- 1Division of Pulmonary, Allergy and Critical Care Medicine, The University of Alabama at Birmingham, Birmingham, AL, United States
- 2Division of Pulmonary and Critical Care Medicine, Massachusetts General Hospital, Boston, MA, United States
- 3Division of Pulmonary, Critical Care and Sleep Medicine, University of Washington Department of Medicine, Seattle, WA, United States
Editorial on the Research Topic
Fibrotic Lung Disease—“Lumping” the Progressive Phenotype
Interstitial lung diseases (ILD) comprise of a group of almost 200 entities characterized by heterogeneity in the extent of inflammation and/or fibrosis. Idiopathic pulmonary fibrosis (IPF), the prototypic fibrosing lung disease, is progressive and associated with significant mortality (1). A proportion of patients with non-IPF fibrosing ILD can present with progressive clinical behavior akin to IPF despite conventional therapies. While previously identified as progressive fibrosing ILD (PF-ILD), this cohort has been defined as progressive pulmonary fibrosis (PPF) per the recently published ATS/ERS/JRS/ALAT clinical practice guidelines (1). PPF is characterized by at least two of the three criteria: worsening of respiratory symptoms, physiological and/or radiological evidence of disease progression.

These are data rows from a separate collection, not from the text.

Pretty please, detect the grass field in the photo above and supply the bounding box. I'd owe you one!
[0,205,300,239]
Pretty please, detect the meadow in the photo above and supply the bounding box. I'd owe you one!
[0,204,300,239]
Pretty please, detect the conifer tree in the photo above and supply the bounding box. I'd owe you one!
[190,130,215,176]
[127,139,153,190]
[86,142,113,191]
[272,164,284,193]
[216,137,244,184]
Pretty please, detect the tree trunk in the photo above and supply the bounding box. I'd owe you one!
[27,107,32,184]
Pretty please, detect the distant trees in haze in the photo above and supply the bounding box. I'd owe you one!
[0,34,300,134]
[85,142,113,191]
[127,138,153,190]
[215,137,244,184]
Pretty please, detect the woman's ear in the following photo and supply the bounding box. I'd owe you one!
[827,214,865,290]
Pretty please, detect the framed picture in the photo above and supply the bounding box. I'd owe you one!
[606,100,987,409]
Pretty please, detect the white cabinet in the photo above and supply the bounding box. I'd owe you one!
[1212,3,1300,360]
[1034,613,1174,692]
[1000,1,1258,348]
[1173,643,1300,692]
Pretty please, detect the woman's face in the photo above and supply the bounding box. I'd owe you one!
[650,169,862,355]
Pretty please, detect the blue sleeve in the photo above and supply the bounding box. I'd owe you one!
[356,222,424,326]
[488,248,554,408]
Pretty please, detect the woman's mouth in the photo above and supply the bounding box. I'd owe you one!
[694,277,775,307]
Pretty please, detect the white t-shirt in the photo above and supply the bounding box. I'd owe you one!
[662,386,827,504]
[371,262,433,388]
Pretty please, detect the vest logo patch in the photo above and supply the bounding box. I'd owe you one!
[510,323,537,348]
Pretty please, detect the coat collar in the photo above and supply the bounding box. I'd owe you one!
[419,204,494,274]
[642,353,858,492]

In this Research Topic, Case provides an overview of PPF highlighting specific ILDs that portend higher risk for disease progression. The most common ILDs with a higher proportion of PPF include idiopathic non-specific interstitial pneumonia, connective tissue disease associated ILDs, fibrotic hypersensitivity pneumonitis, unclassifiable ILD, fibrotic pneumoconiosis, and fibrotic sarcoidosis. Risk factors associated with developing PPF include male sex, older age, lower forced vital capacity and diffusion capacity for carbon monoxide at baseline and radiological or histological features of usual interstitial pneumonia (2–4).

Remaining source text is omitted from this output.